They're okay. I like off center dots or ESP Horizon tab inlays the most though


----------



## lemeker (Jul 11, 2014)

I love sharkfins....they just look cool as hell. As far as dots, I prefer the off centered variety. I will say the bats on the SE Allender are badass too.


----------



## man jerk (Jul 11, 2014)

groverj3 said:


> Hey, I have one of those... and its opposite colored and necked twin



THIS!

I have a DKMG in red. The black sharkfin inlays on the maple board give me a big 'ol hard on.


----------



## twizza (Jul 11, 2014)

Hollowway said:


> But pos rep for the Seinfeldisms in the original post!



And you want to be my latex salesman?


----------



## eaeolian (Jul 11, 2014)

Les said:


> I think they are great on a Jackson, just like the trapezoid blocks should only be on Gibson...

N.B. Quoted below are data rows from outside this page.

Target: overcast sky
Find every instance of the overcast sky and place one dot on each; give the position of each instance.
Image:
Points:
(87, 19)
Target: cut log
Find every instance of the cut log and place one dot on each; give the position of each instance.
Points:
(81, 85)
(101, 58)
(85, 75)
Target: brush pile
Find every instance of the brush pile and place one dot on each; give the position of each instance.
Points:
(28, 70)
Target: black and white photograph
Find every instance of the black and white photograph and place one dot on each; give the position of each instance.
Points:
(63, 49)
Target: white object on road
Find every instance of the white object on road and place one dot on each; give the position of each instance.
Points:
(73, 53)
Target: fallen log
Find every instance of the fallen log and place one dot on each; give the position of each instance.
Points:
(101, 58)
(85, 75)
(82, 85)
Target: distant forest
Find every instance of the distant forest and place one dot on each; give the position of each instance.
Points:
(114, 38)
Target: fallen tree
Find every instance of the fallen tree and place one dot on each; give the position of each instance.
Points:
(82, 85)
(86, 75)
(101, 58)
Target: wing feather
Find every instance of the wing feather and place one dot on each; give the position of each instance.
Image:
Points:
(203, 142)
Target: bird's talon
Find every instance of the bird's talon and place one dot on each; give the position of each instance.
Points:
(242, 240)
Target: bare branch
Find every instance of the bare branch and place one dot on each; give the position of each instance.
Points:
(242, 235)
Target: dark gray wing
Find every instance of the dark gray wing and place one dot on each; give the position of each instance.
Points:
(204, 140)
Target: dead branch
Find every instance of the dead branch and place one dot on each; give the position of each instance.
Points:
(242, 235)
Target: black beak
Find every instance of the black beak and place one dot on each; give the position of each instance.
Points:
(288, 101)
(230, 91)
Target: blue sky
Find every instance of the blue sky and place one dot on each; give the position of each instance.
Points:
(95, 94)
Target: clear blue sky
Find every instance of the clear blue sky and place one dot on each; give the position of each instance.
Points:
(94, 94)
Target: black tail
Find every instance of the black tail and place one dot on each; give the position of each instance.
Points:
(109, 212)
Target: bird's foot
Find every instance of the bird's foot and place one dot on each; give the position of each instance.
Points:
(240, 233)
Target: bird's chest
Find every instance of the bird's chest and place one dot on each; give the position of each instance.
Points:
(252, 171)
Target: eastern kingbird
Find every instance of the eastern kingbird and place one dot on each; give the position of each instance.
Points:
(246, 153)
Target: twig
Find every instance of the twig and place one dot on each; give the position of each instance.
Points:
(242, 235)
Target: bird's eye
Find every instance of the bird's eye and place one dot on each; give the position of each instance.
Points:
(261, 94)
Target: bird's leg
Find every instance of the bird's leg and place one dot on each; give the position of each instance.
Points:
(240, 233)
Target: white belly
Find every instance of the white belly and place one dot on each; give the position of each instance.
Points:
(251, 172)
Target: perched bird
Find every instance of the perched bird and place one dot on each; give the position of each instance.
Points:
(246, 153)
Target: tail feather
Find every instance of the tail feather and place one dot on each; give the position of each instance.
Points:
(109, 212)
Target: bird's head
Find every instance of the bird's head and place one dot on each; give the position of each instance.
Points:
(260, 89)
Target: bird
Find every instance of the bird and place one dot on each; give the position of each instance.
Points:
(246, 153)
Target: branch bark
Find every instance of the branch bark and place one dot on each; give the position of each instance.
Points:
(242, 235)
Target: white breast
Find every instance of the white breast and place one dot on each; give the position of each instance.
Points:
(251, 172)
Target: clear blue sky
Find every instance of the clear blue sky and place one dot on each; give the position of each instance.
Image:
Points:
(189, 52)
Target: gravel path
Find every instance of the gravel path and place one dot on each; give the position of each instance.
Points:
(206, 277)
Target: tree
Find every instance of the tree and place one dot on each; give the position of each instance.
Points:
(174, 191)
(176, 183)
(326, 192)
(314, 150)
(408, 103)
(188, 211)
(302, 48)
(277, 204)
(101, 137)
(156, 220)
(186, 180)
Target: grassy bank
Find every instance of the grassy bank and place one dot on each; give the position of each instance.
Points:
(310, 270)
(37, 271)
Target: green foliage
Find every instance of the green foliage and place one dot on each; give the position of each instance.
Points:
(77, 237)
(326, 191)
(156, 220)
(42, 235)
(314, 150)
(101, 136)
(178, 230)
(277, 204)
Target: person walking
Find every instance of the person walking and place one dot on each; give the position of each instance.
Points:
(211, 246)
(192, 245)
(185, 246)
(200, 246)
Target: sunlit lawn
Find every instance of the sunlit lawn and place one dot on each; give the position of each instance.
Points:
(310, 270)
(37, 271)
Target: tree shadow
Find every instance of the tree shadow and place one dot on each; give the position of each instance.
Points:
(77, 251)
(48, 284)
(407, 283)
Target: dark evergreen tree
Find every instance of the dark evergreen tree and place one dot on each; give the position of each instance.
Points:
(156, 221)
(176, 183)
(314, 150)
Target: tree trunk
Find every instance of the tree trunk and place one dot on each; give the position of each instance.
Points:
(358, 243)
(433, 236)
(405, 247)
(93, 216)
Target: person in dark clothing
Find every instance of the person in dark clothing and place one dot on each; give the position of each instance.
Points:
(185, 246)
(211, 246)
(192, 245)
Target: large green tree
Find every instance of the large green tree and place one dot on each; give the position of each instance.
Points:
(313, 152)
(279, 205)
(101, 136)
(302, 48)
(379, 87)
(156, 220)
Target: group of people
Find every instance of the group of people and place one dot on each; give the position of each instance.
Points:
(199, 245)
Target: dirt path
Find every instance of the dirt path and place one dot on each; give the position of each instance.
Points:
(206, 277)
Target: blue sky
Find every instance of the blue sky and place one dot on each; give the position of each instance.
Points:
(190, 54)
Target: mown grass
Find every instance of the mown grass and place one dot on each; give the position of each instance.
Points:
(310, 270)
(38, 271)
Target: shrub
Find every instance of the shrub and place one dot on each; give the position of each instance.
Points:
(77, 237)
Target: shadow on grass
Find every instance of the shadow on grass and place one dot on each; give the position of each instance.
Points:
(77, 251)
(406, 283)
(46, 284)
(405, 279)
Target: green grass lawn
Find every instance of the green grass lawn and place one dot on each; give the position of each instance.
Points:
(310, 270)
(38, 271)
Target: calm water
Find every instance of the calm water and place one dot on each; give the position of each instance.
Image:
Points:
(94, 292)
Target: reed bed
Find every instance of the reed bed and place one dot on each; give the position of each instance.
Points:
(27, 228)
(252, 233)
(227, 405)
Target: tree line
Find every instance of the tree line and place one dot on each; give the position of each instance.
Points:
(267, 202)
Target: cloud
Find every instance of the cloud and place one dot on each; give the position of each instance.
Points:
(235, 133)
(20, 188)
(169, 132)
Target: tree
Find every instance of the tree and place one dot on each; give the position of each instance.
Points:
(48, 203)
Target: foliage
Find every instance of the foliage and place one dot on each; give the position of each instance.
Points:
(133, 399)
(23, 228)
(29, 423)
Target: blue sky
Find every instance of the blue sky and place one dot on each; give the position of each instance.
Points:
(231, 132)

Only with binding, though, in both cases.


----------



## Force (Jul 11, 2014)

Sharkies or go home..............


----------



## Force (Jul 11, 2014)

man jerk said:


> THIS!
> 
> I have a DKMG in red. The black sharkfin inlays on the maple board give me a big 'ol hard on.




Neck swap or a DK2M


----------



## M3CHK1LLA (Jul 11, 2014)

this thread sould be renamed "post pics of your sharkfin inlay"


----------



## BornToLooze (Jul 12, 2014)

I've always liked the Jackson ones, but the solid Ibanez ones I never really liked, I always liked the outline ones more.

Like this


----------



## Thanatopsis (Jul 12, 2014)

I think they work on some guitars. I love the piranha tooth inlays on my SLSMG though.


----------



## blckrnblckt (Jul 14, 2014)

I would probably be okay with them on a good guitar, but my only experience was with an rg350. The guitar felt bad to play and it has left me with some trauma. However, looking online, sharkfins look great on maple to me.


----------



## FILTHnFEAR (Jul 20, 2014)

Out of my 6 guitars 1 has fins, 2 have dots, 2 blank except for the 12th and the other is totally blank.

I'd much prefer totally blank over any kind of markers. Though the last guitar I bought was my 1527RB. Didn't really want a 7 with markers and I wasn't really thrilled about the color either, but I compromised for build quality and playability.


----------



## Andromalia (Jul 20, 2014)

I like Sharkfins on ebony mainly because of the contrast I guess. Never been a fan of the Ibanez ones.
Keep in mind they are trademarked by Jackson, meaning to have them on something else you need either a small company custom or an ESP sld on the local market. (My craft house SV has jackson sharkfins and headstock.)


----------



## hairychris (Jul 21, 2014)

Another vote for Jackson's MOP on Ebony. With a bound board.

Yum.

Otherwise, not so much.

And only on a Jackson.


----------



## vilk (Jul 25, 2014)

Sharktooth inlay? NO!
Sharkfin inlay? mmmmayyybe....
Piranha inlay? YES please!


----------



## Pav (Jul 25, 2014)

Jackson just does the sharkfin-style inlays so much better than anyone else, it doesn't look right on any other brand.


----------



## Thanatopsis (Jul 31, 2014)

I like sharktooth inlays on certain guitars. Definitely prefer them with a reversed headstock. On most guitars though, I'd prefer the piranha tooth(I think they look great on my SLSMG)


----------



## Alex Kenivel (Aug 1, 2014)

Can't do sharkfin. 

Just like I can't wear shirts with lizards, geckos, or anything with a places name on it that I visited far away once. No tye dye no fedoras, no camo, no spikey wrist or neck anything.. 

Just not me.


----------